The GOP's California Conundrum

  
   With the new Congressional districts drawn out  (plus a few minor changes in the near future) and the shrinking percentage of registered Republicans in California, experts from both parties and from non-partisan groups are saying what many of us have known for a long time, that if Republicans want to compete in this state, they are going to have to move toward the center. But this raises a few important questions for the party in California and in Washington, D.C.: How can California Republicans successfully become more moderate while the national Republican Party becomes more and more conservative? And is California worth all the trouble for Republicans?
   For a very long time, Republicans could reasonably rely on California to vote their way when it counted. Richard Nixon is the only California-born American President. Ronald Reagan governed the state for two terms in the late-60's/early-70's. The thing is, both of them were fairly moderate at the time, Nixon through his limited support of the Civil Rights Movement (if not his notorious red-scaring) and Reagan through his legalizing abortion in California.
   Nowadays, things have changed. Many conservatives, lauding Reagan as the father of new American conservatism, have become more conservative than Reagan himself. No Republican Governor today would even look at a bill that were remotely pro-choice.
   Even worse, Republicans have a history of alienating Latinos in California. They underestimated the political power of Latinos, especially in southern California. They also underestimated the majority opinion on immigration, and just how far from the norm they were in their positions. Latinos accounted for 90% of California's population growth in the last ten years, so obviously, Republicans will have to try to garner some substantial amount of Latino support.

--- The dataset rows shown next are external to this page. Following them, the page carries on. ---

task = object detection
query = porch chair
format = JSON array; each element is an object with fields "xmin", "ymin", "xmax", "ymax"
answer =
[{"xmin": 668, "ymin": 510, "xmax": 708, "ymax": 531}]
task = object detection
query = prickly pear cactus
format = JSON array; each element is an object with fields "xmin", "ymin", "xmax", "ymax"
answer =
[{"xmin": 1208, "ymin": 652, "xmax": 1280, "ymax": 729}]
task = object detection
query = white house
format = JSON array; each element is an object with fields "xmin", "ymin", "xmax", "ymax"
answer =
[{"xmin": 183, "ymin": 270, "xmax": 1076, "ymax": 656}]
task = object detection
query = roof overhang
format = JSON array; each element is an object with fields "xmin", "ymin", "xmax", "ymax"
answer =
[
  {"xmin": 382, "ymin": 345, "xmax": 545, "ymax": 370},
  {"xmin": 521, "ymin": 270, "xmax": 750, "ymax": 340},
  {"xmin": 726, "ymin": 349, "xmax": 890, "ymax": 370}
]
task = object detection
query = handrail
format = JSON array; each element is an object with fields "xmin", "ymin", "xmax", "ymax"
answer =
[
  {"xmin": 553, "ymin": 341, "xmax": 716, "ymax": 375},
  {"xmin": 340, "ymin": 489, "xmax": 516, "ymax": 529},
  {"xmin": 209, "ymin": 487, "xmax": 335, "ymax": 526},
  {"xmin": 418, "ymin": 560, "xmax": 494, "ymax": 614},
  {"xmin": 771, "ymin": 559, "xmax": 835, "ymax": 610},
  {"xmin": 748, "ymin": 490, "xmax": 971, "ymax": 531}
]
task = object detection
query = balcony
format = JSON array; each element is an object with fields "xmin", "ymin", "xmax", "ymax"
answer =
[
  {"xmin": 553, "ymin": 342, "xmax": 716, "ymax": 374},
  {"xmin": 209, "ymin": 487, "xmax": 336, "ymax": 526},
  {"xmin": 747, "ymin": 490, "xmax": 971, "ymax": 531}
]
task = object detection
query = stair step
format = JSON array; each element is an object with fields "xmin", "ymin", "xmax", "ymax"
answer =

   And even worse than that, "illegal immigration" seems to be an issue on which the national Republican Party refuses to budge. None of the Republican candidates for President have a moderate stance on documentation for students or on paths to legalization for immigrants living in the U.S., and Republicans in the House recently voted down the DREAM Act. The few Republican Congress members representing southern California now find themselves with districts containing more Latinos than they had before, raising concerns that Democrats will unseat them next year.
   California is the most populous state in the nation by millions, it sends the most members of Congress to the House, and it has the eighth-largest economy in the entire world. It's simply too big a whale for Republicans to just give up on. They have no choice but to take up more progressive positions on a variety of issues, including immigration, budgets, taxes, and social safety nets, or become politically obsolete.
  But they have something bigger to fear than their new constituents. And it turns out, the call was coming from inside the house. It's their fellow Republicans, in Washington and in the multitude of conservative PACs, who will fight them in primaries, sending vital campaign cash to their far-right challengers.
   Throughout the 2010 election cylce, the recurring theme of Tea Partiers and conservatives was "principle over party." For Republicans in California, neither principle nor party offer hope of further influence.